I need to assign weights on a sample for a country. I already have the population by region 85 (regions) but I cannot perform the cluster sampling. Basically, I need to create 100 clusters each with 15 units. Overall 1500 respondents. I have an excel file with all the variables for the 85 regions.
Question 1:
How can I use the already generated population probability to do a weighted randomization for 100 clusters (with 15 units each)?
Question 2:
I need to draw from the 85 regions and generate 100 clusters. Logically, the capital and some of the other big cities should have more than 1 clusters due to higher population which gives them higher probability of having a cluster. Thus, How can I draw the clusters (15 units each) and assign a number of clusters to the different regions? For instance, the cluster probability is 0.08 percent and this will mean that I need 8 clusters of the 100 (15 units each) to be assigned to the capital. How do I add that column?

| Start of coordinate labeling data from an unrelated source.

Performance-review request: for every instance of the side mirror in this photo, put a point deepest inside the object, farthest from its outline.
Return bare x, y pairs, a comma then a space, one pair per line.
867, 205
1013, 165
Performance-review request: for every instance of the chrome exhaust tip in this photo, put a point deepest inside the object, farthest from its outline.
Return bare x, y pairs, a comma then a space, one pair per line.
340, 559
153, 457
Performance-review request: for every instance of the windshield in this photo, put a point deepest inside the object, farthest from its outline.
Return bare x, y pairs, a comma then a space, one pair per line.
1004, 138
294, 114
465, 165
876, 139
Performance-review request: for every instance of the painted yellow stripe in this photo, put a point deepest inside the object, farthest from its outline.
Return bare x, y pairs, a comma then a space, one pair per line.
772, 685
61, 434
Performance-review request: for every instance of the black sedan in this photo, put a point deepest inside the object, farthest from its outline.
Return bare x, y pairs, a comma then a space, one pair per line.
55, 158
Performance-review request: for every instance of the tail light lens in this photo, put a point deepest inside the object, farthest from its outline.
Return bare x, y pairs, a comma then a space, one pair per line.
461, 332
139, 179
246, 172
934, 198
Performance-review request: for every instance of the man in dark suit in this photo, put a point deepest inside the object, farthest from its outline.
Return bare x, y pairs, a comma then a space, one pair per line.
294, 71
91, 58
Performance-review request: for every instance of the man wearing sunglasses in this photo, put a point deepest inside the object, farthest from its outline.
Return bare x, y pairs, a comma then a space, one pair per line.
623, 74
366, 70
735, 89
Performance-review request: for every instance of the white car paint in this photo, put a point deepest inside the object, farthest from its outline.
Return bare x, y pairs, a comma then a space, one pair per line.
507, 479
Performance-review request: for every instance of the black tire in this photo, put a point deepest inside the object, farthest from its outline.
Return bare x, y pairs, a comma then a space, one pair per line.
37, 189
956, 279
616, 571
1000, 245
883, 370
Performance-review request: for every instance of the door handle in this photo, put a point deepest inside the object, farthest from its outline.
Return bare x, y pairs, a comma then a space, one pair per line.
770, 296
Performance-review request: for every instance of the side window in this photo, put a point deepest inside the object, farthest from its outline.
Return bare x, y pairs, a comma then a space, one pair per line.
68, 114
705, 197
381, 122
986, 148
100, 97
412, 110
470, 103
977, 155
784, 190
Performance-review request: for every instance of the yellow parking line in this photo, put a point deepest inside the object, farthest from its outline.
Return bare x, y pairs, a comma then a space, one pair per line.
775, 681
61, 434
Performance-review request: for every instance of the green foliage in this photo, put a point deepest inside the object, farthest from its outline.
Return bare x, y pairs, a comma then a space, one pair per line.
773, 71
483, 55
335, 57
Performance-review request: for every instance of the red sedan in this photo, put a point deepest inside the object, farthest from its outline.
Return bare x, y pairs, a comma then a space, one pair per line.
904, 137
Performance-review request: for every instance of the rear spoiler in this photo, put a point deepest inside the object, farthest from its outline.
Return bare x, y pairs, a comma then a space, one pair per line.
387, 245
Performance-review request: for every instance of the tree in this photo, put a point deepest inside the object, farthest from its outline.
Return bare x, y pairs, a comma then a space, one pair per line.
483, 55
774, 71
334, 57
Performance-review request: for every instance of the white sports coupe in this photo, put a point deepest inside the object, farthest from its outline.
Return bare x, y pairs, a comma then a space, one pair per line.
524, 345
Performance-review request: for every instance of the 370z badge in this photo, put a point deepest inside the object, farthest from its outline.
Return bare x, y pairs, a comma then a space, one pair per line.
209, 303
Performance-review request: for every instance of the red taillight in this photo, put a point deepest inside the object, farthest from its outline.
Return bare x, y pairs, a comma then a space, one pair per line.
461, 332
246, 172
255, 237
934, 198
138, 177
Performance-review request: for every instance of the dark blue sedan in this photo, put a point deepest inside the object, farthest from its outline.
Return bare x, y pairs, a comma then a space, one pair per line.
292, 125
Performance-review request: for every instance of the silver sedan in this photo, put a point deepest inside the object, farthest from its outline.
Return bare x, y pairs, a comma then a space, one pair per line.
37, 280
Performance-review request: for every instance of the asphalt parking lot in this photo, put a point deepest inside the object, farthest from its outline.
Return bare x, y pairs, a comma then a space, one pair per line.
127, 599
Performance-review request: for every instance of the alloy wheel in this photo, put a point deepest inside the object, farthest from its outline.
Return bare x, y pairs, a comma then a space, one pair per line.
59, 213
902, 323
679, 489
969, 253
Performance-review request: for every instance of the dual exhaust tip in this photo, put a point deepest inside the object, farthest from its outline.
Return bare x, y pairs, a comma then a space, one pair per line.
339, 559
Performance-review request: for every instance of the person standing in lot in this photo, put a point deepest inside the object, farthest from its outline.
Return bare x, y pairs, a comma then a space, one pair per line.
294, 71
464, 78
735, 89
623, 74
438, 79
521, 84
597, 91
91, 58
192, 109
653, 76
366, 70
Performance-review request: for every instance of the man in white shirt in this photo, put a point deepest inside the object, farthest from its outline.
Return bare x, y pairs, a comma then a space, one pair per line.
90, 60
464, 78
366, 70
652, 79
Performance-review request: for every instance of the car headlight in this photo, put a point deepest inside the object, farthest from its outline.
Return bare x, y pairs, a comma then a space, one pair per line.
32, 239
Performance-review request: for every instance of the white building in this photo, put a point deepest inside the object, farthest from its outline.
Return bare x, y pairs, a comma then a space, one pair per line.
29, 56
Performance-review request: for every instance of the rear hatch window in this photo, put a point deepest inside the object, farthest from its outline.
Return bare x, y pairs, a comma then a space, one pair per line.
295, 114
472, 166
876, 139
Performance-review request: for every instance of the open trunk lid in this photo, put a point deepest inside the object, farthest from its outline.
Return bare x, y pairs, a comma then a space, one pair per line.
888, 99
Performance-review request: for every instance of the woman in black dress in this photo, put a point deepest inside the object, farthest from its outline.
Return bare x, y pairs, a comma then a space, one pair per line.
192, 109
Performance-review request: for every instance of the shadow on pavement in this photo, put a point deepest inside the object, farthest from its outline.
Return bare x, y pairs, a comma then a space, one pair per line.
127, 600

Specifically the problem with my current results is that I cannot generate the column with the number of clusters per region. For instance, region A to have 3 clusters, while region B 1 and so forth.
Here is my code:
data1$clusProb1 = (data1$Population.2018)/sum(data1$Population.2018)
sampInd = c(1:length(data1$Federal.Subject),sample(1:length(data1$Federal.Subject), length(data1$Federal.Subject)*14, prob = data1$clusProb, replace = TRUE))
sampFields = data.frame(id = 1:(length(data1$Federal.Subject)*15), Gender = sample(c(0,1), length(data1$Federal.Subject)*15, replace=TRUE), replace=TRUE))
sampleData = cbind(data1[sampInd,],sampFields)
sampleData
summary(sampleData)
The result should look like:
Cluster number Region
1 A
2 A
3 A
4 C
5 D
6
NOTE: A representing the regions with higher population which should have more clusters assigned to them.